木下投手は2回で打者6人を完全に封じる投球でした。明るい性格で面白い話をするため報道陣から大人気ですが、この日の試合開始前は気合満点で近づきづらい雰囲気を醸し出してました。登板前に体をたたく「儀式」の回数も、いつもより多かったそうです。キャンプ終了間際の猛烈アピール。「十分インパクトは与えられたかな」と誇らしげでした。

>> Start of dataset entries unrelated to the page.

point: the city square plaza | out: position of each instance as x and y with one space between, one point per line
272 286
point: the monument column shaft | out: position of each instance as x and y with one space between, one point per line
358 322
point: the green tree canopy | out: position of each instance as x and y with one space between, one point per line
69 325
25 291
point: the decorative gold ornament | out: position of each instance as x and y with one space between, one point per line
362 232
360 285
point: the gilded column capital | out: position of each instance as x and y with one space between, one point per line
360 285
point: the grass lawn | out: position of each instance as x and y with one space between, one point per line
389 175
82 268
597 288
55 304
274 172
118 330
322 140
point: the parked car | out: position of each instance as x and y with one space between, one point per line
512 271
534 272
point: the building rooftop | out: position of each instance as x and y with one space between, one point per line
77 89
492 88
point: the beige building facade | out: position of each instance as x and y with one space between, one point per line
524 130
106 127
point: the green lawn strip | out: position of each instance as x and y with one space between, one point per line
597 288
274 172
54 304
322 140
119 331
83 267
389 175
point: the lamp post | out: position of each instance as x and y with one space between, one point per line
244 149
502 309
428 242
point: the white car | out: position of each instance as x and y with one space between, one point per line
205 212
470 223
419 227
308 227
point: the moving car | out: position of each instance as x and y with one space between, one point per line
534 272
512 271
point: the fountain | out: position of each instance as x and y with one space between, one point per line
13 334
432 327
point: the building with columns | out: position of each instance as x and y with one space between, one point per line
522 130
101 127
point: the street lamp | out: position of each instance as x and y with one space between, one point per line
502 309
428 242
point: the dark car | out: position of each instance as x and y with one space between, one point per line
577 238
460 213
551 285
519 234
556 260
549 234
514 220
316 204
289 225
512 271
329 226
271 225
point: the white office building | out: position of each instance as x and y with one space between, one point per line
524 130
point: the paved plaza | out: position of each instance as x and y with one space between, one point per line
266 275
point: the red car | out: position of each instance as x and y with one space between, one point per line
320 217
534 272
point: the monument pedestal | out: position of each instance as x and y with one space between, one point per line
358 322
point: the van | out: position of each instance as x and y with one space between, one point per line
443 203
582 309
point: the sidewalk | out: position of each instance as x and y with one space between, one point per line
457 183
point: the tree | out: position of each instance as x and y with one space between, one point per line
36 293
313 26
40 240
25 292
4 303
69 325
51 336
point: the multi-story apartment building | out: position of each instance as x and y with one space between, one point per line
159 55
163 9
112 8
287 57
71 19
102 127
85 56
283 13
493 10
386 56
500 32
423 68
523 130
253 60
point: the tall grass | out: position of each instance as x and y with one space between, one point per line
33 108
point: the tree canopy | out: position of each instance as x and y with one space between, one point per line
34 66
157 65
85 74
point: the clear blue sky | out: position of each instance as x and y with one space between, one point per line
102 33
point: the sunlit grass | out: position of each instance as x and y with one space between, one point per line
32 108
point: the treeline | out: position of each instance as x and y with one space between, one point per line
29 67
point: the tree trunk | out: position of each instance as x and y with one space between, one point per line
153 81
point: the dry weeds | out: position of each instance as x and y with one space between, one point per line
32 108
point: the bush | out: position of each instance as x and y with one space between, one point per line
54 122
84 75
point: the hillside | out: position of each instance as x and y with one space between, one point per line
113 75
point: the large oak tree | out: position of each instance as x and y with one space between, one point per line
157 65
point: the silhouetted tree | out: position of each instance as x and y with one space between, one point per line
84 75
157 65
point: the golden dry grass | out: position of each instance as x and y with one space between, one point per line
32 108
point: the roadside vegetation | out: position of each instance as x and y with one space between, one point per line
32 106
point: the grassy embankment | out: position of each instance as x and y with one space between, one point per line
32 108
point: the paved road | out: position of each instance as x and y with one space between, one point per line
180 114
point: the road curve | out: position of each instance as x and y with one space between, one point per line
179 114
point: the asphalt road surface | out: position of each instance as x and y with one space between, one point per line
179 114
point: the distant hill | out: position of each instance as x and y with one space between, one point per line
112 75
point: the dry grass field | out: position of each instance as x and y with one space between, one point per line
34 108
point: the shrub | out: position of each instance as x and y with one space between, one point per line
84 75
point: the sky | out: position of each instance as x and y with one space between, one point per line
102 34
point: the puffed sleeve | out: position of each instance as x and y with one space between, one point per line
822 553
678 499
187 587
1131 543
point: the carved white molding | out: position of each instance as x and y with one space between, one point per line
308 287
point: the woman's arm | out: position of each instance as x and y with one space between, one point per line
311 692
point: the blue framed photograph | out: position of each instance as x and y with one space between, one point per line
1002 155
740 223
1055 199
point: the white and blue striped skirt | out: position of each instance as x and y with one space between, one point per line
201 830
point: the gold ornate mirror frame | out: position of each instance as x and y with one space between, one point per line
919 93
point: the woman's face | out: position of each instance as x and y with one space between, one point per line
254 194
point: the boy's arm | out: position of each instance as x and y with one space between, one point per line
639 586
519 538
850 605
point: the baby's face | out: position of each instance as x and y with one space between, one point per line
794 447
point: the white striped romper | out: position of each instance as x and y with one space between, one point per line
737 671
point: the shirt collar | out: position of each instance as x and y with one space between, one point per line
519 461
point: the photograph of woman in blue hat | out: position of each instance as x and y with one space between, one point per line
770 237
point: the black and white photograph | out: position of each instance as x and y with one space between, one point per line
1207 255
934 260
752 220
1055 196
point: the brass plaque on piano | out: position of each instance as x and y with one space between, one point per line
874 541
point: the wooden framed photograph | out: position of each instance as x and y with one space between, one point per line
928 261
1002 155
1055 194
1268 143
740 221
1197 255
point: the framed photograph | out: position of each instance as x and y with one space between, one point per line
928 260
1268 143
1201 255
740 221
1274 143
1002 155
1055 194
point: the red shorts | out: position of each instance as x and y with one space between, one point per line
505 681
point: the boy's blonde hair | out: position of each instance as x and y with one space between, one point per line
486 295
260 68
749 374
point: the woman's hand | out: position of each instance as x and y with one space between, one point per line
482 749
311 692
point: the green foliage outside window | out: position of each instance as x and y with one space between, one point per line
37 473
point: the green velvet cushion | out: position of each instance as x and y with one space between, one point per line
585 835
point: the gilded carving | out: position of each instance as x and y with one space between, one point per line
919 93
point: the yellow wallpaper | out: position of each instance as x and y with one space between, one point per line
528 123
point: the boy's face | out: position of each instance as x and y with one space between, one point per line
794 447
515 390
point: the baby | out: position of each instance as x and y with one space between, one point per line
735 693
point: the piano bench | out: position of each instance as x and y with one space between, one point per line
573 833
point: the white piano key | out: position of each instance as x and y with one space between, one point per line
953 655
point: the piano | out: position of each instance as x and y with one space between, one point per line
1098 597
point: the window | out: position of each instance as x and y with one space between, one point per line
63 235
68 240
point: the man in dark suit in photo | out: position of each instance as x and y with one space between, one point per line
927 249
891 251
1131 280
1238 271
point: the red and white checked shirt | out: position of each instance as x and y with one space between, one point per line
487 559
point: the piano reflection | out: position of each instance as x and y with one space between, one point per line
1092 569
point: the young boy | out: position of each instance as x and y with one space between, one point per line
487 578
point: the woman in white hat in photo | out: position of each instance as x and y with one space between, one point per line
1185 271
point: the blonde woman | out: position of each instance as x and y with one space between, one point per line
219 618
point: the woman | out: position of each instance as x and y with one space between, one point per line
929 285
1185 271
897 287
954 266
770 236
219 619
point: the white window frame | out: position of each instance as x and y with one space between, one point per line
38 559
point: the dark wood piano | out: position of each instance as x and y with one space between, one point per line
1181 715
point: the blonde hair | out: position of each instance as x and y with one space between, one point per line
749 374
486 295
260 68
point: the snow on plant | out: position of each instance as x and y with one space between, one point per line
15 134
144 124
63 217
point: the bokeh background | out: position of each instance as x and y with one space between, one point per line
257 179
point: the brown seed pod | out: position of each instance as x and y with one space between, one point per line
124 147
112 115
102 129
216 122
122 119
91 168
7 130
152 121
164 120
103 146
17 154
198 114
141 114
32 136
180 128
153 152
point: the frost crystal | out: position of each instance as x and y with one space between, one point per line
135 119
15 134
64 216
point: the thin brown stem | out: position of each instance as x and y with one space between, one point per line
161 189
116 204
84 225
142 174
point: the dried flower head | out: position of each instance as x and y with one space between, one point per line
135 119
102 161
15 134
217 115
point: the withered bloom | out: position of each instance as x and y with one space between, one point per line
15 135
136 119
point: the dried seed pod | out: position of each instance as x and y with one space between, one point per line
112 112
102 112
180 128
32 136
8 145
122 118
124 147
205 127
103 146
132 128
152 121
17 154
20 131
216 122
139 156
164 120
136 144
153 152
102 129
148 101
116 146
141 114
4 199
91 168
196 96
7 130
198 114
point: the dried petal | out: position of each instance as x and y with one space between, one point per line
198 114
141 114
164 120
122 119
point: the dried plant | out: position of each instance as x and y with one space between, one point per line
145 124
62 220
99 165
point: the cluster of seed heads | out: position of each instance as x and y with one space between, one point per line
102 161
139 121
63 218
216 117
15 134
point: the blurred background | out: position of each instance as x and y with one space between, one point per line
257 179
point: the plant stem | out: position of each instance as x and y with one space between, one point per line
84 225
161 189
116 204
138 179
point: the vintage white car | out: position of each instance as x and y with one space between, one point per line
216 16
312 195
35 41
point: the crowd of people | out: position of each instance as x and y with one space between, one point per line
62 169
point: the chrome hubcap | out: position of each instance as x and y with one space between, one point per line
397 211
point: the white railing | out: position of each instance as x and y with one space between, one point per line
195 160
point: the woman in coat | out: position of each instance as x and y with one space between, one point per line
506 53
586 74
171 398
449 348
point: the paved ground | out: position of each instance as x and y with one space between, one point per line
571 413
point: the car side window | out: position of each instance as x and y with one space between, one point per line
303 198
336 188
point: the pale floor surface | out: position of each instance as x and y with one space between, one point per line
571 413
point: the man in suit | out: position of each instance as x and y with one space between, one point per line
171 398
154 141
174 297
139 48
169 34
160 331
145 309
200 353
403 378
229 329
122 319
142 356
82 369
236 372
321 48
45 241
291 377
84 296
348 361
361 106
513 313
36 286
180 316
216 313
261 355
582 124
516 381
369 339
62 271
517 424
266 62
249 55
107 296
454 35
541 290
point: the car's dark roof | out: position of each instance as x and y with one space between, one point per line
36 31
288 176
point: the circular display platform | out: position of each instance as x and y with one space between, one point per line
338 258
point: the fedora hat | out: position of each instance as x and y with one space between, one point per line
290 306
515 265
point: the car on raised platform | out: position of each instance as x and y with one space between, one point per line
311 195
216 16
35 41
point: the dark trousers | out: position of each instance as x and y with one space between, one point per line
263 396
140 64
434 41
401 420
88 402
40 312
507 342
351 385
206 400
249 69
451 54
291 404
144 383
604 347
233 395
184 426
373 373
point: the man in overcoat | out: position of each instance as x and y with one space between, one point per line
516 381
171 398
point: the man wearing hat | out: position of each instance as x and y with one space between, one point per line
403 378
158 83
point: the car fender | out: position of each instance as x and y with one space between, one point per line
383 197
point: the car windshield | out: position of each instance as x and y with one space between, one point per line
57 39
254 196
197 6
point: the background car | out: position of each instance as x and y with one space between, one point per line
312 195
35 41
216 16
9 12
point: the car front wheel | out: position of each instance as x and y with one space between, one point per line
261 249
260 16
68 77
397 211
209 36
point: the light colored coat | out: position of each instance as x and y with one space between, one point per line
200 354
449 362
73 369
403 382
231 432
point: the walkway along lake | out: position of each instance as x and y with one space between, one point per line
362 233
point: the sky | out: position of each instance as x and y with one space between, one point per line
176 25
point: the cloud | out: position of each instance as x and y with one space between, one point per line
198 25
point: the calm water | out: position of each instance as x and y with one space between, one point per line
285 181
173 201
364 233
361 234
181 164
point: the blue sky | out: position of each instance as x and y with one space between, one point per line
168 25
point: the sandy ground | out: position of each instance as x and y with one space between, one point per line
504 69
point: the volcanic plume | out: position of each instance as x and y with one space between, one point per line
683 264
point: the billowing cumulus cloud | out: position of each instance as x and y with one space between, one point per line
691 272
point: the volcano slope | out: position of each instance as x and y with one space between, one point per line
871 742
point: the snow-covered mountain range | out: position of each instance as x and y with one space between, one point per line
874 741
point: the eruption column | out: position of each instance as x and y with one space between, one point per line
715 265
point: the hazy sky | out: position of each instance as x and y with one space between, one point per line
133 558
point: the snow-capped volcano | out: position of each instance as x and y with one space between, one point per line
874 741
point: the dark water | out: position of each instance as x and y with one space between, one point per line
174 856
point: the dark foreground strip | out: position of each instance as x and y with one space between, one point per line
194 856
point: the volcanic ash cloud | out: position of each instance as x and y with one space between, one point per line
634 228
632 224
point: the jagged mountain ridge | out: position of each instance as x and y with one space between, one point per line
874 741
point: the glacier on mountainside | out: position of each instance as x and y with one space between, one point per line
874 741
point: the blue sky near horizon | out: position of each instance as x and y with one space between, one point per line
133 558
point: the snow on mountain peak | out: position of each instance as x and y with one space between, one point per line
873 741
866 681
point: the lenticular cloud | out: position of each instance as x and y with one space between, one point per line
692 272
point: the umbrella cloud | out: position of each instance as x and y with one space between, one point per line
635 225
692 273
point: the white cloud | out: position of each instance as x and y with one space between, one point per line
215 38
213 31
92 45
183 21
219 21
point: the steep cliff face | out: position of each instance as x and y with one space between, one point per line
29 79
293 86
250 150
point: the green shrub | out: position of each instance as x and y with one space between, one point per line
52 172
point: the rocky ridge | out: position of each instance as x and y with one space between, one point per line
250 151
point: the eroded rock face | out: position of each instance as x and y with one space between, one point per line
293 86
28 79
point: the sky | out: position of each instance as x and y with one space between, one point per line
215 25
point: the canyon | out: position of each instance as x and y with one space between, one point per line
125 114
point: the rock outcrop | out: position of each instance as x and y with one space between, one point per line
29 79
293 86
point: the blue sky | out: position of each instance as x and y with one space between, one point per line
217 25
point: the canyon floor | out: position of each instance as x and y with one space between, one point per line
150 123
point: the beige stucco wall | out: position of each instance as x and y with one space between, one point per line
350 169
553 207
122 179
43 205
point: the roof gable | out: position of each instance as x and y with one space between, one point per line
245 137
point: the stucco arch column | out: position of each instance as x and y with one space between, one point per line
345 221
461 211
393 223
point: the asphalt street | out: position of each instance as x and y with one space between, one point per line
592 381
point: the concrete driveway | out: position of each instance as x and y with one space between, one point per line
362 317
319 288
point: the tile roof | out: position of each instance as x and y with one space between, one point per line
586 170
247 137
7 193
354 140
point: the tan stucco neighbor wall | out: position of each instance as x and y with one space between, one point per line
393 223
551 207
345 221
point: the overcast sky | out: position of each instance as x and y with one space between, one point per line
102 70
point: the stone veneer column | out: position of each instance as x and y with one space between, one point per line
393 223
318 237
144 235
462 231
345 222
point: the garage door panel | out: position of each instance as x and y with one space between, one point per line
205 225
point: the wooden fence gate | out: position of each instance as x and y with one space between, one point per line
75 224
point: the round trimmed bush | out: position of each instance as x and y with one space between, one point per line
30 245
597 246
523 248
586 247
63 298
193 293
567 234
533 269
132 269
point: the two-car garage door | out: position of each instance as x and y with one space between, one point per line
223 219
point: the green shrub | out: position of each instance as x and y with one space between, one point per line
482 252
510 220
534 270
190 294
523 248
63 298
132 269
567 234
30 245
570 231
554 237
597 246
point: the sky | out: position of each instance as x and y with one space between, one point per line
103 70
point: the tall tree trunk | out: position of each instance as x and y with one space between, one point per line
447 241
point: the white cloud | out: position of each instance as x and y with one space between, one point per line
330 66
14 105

内山投手は“プロ初登板”でした。1回を投げ、2安打を浴びたものの無失点で切り抜けました。「『絶対抑えるんだ』と今日を迎えました。早く投げたいと、楽しみにしていたのでプレッシャーもなかった」。テレビで見ていたという1軍の打者相手に強心臓ぶりを見せつけました。
プロの残酷な一面を見ました。この紅白戦でどれほど投手が存在感を発揮しようと、直接は1軍昇格に結び付かなかったのです。朝から佐藤義則投手コーチ(52)は「1軍に残すことはない。日程も考えると1軍の投手は投げさせられないから呼んだだけ」と話していました。では彼らは何を支えに投げたのでしょうか。
木下投手は「1軍で何があるか分からない。ライナーでけがすることもあるだろうし、練習中にねんざすることもあるだろう。(選手が足りなくなったとき)2軍に木下がいたな、と言われたい」と視線はシーズン中に向けられていました。内山投手は「9月(1日)に旭川で試合ある。それまでに1軍に上がりたい。ファームでも努力する」と意気込みました。大学4年間を過ごした第2の故郷へのがい旋登板を目指して投げたようです。登板がもう少し早かったら…と後悔するのは周囲で見ているからでしょうか? まだ2年目と1年目。2人の前向きな姿勢に感服しました。